Amazon’s initial decision to block sales followed the Federal Government’s decision to charge GST for international purchases made online.
However, the move was met with significant backlash from consumers, which Amazon cited as the main driver in the reversal of its earlier decision.
“As a result of customer feedback, from 22 November Amazon customers will be able to ship eligible items from amazon.com to Australian delivery addresses,” an Amazon spokesperson said in a statement.
“Our teams have continued to focus their efforts on building the complex infrastructure needed to enable exports of low value goods to Australia and remain compliant with GST laws.”
A win for consumers
Speaking to The New Daily, chair of retail business consultancy Retail Doctor Group David Kindl said the change is good news for Australian consumers, and said it was encouraging to see Amazon listen and respond to customers’ concerns.

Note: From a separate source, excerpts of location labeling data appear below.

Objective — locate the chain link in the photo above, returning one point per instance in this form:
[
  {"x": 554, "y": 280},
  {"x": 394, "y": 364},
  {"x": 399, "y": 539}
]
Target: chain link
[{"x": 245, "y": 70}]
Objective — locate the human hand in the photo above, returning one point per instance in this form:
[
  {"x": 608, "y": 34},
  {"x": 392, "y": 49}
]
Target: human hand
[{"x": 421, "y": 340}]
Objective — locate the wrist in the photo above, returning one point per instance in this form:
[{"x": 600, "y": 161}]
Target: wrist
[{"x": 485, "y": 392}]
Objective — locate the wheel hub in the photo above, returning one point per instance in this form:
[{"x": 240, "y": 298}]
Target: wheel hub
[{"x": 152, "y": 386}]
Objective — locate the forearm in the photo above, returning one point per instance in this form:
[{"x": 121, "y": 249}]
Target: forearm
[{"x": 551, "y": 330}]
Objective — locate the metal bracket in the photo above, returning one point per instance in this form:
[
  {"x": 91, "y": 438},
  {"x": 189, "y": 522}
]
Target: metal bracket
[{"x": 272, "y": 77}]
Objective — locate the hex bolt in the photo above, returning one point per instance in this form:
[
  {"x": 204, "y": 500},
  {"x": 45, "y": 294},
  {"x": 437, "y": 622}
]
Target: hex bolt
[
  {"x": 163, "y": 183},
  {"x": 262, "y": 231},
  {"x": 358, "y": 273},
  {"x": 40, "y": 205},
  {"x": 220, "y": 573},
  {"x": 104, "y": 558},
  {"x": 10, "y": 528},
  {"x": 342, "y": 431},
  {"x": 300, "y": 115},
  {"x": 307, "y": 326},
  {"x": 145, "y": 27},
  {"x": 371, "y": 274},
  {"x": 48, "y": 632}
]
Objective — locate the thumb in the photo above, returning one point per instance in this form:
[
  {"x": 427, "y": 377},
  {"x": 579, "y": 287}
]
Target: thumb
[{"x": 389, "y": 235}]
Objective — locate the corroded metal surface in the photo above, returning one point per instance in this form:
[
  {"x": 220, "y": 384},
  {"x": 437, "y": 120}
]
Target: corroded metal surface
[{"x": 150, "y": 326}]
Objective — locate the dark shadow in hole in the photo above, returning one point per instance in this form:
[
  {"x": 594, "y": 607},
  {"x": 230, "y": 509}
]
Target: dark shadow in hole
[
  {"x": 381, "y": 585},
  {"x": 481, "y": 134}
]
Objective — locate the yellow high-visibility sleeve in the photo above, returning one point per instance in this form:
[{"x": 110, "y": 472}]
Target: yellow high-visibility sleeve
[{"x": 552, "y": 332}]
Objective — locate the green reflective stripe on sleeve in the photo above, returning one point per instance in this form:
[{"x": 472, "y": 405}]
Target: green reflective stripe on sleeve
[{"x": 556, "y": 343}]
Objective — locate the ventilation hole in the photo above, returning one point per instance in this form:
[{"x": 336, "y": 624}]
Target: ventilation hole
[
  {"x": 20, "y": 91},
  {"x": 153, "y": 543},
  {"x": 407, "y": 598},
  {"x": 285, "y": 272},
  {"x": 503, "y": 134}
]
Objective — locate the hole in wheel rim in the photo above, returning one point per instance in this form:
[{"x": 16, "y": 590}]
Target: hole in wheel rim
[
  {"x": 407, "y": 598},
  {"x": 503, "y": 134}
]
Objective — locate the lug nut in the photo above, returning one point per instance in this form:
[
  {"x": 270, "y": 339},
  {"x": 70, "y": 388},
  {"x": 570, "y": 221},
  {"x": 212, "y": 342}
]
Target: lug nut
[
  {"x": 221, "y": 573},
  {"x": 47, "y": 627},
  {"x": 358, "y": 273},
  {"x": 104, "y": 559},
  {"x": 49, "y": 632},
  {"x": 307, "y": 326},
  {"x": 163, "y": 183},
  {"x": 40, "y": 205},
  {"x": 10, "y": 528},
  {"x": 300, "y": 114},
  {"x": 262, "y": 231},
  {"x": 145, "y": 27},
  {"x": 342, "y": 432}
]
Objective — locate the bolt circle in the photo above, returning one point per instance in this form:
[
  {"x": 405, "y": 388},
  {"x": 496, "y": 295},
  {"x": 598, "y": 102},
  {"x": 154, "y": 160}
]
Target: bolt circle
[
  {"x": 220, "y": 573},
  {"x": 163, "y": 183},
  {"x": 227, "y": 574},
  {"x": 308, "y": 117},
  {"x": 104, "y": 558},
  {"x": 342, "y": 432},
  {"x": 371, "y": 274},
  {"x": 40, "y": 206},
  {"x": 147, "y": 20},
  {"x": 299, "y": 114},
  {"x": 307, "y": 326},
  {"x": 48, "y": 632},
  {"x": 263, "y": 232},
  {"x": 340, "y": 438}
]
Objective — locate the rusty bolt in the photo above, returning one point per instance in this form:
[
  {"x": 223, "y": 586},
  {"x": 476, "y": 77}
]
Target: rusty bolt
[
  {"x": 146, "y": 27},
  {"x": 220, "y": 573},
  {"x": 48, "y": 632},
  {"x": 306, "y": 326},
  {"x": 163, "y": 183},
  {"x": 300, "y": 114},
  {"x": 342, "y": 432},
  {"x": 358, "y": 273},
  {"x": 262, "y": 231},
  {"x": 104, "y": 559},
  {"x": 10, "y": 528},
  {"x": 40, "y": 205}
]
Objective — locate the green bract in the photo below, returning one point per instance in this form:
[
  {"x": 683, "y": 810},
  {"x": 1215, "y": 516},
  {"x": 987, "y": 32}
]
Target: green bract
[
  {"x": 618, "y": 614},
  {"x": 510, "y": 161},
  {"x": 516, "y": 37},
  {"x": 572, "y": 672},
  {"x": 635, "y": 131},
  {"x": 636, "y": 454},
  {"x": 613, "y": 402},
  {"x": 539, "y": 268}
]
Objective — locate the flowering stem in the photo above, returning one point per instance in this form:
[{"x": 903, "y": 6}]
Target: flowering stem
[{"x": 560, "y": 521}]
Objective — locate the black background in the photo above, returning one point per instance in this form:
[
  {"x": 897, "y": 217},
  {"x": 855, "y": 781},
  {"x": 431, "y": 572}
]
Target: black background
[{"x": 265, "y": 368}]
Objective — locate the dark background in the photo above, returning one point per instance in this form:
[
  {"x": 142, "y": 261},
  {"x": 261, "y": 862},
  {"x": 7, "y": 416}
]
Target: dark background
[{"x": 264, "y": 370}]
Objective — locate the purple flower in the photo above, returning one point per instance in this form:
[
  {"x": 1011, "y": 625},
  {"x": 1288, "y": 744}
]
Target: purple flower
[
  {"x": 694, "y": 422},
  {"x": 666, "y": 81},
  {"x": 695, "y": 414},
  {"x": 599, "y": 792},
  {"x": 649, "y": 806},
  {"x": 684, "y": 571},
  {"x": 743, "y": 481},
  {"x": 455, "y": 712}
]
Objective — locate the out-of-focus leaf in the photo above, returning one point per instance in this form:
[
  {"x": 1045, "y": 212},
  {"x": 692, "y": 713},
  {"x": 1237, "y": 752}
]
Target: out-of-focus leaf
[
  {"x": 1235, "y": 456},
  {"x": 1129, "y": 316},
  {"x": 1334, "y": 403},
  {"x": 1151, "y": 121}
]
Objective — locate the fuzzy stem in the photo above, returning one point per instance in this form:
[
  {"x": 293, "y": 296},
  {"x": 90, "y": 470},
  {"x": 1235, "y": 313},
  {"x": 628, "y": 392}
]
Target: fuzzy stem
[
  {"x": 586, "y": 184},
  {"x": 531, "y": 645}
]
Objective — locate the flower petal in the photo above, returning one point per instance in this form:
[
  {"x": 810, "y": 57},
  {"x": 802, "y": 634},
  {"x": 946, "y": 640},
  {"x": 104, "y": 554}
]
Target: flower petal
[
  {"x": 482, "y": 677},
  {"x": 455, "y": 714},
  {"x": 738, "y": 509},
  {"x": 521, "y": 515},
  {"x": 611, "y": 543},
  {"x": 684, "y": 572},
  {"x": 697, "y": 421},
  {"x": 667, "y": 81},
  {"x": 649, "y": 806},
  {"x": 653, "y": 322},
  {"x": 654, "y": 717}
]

However, he added that local businesses will all now face an additional threat to competition, and will need to work “extra hard” to meet consumer needs.
E-commerce expert Scott Kilmartin similarly said this announcement will place pressure on Australian retailers, who will now “have to deal with big Amazon instead of baby Amazon”.
Mr Kilmartn added that the timing of the announcement, only days before the huge annual Black Friday sales in the US, was “no coincidence”.
“Australians have become really aware of these sales over the last five years,” he said.
GST excuse doesn’t add up
At the time of Amazon’s decision to block sales from its US and UK stores to Australia, the company said it was doing so to ensure it remained compliant with GST laws, but Mr Kindl and Mr Kilmartin both questioned this reasoning.
“Blaming GST was a bit rich,” Mr Kindl said, “even in the US alone there are plenty of taxes they would have had to deal with”.
Mr Kilmartin said it was almost “comical” for a business with the technological prowess of Amazon to say it couldn’t find an alternative way to meet GST obligations, and said in all likelihood their argument “wasn’t the whole truth”.
“There’s definitely more to this story,” he said.